TimShih

Generative AI

Pose Tracking

VisionControl. AI

"Solving the unpredictability of Generative AI in commercial photography."

This project introduces a pose-guided AI pipeline designed to reduce the high operational costs for small businesses. By integrating real-time pose tracking with stable diffusion, I replaced the 'black box' nature of AI with a controlled, professional-grade production workflow.

Year

Spring 2024

Role

AI Product Designer

Duration

14 Weeks

Problem Framing & Technical Pivot

During my internship, I observed that the financial and time costs of traditional photoshoots were prohibitive for small businesses. My role involved researching AI-driven solutions to streamline this process.
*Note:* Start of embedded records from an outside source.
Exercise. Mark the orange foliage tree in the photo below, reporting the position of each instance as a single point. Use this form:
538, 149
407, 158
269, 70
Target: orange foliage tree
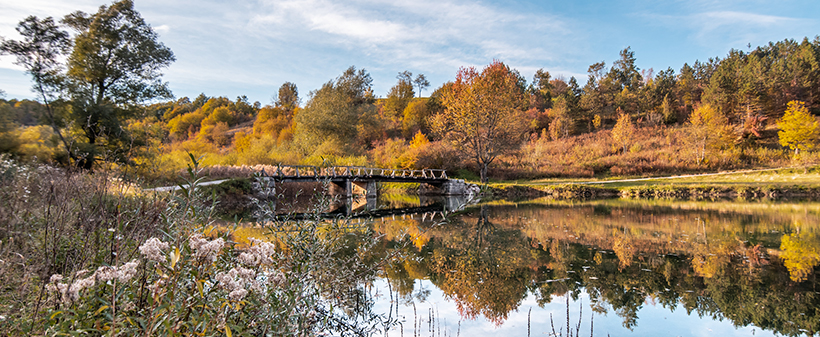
483, 114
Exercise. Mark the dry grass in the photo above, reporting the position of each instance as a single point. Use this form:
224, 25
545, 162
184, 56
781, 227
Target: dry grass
653, 151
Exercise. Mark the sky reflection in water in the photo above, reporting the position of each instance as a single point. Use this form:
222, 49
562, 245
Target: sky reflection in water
717, 258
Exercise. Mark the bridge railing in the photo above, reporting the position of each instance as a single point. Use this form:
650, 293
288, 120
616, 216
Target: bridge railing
305, 171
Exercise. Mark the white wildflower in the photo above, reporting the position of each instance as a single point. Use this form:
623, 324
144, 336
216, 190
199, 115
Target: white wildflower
106, 273
277, 279
153, 249
73, 292
259, 253
127, 271
204, 249
156, 288
56, 278
238, 295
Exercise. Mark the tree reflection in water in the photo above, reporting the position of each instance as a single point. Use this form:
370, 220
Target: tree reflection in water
750, 267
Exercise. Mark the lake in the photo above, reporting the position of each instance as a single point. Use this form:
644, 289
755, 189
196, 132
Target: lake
615, 267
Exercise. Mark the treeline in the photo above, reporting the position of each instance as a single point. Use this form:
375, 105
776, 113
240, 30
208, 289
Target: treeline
491, 259
722, 113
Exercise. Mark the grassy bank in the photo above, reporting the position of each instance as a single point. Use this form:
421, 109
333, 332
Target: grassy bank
802, 182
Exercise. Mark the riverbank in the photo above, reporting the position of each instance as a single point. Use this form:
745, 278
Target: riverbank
787, 183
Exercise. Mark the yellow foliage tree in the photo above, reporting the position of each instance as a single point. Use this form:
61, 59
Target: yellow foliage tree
801, 253
799, 130
483, 114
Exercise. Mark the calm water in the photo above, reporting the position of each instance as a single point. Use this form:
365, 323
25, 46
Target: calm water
613, 267
608, 267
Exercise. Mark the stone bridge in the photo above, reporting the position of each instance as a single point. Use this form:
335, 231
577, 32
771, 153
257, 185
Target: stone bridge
361, 180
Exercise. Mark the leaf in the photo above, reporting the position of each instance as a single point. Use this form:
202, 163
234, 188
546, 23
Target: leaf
174, 257
100, 310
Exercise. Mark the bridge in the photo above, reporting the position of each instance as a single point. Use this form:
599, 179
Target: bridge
354, 179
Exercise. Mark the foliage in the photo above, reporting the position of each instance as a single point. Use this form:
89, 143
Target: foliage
39, 53
623, 131
801, 253
399, 95
708, 128
483, 114
336, 113
799, 129
114, 65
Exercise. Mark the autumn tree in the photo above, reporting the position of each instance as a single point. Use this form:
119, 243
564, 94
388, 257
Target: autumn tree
421, 82
337, 113
115, 65
399, 95
483, 113
288, 96
562, 122
707, 128
799, 129
623, 131
801, 253
39, 52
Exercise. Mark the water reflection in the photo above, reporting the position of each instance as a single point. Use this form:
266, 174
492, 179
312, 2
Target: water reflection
749, 265
623, 267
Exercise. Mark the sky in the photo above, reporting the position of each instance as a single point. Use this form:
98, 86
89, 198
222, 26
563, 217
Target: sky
233, 48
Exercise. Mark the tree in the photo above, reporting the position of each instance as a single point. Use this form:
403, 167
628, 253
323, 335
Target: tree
707, 128
288, 96
799, 129
562, 123
334, 113
421, 82
483, 113
399, 95
115, 65
623, 130
39, 52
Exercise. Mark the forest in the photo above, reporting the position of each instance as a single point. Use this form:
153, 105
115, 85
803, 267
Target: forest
748, 109
86, 250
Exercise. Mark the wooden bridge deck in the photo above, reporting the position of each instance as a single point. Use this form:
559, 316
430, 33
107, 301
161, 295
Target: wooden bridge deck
297, 173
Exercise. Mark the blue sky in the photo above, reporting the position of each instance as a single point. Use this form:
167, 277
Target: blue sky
226, 48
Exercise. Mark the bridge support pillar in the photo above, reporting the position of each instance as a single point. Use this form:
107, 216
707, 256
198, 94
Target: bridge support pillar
453, 187
370, 187
265, 187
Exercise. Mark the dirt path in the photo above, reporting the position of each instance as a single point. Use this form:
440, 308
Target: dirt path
677, 177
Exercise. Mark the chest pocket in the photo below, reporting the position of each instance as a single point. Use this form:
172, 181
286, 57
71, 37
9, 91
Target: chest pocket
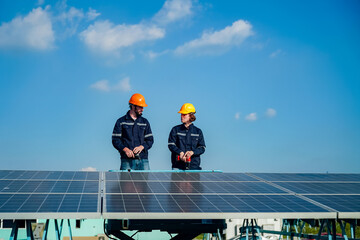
127, 130
194, 140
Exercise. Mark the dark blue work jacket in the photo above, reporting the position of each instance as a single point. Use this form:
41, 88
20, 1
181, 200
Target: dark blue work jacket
182, 139
129, 133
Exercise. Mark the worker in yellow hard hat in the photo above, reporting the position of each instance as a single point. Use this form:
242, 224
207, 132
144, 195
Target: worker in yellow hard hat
186, 142
132, 136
Initially, I used LLMs to craft prompts for Text-to-Image generation, but found the results too inconsistent for professional use.

Finance Barriers

Small brands lack the budget and time for professional models, studios, and lengthy post-production

Unpredict Output

Text-to-image is a 'blind box'—AI can create, but it lacks the precision for specific poses.

Workflow Gaps

The missing link: Traditional methods are too slow, while basic AI is too random for commercial use

To achieve higher precision, I pivoted to ControlNet, leveraging specific reference images to provide structural guidance and ensure the AI-generated poses aligned perfectly with our requirements.

Opportunity

How might we create brand imagery by giving small businesses precise, intuitive control over AI-generated poses?

direction

To address this, I want developed a hardware-software integrated pipeline using real-time cameras and API-driven automation.

Process

ML5.JS

I came across ML5.js and its ability to track poses through a webcam using red skeletal lines. With this, I began integrating the ML5.js code into JavaScript project to bring the interactive elements to work.

Javascript

Because ML5.js tracks motion in real-time, I needed a way to freeze a single frame. I solved this by creating a trigger: when the button is pressed, JavaScript executes a function that extracts only the red skeletal lines from the code and saves the result as a PNG file.

Stable Diffusion

After obtaining the skeletal maps, I used ControlNet within Stable Diffusion to generate images based on those poses. The technical challenge was a significant learning curve for me, as I had no prior experience with server setup or API integration. I seek guidance from my instructor, which allowed me to successfully navigate these technical hurdles.

After Thoughts

Over these 14 weeks, I have successfully delivered a Proof of Concept that validates my vision. However, there is still significant room for evolution. My future roadmap includes seamlessly integrating diverse Models and LoRAs, streamlining the user experience (UX) for better intuitiveness, and incorporating LLMs to help users articulate and refine their character prompts more effectively.

This course has been incredibly inspiring. While AI replacement is a common concern today, I believe it's actually a call to action. By identifying and reimagining how specific fields operate through AI-driven systems, we don't just replace old methods—we pave the way for the next wave of innovation.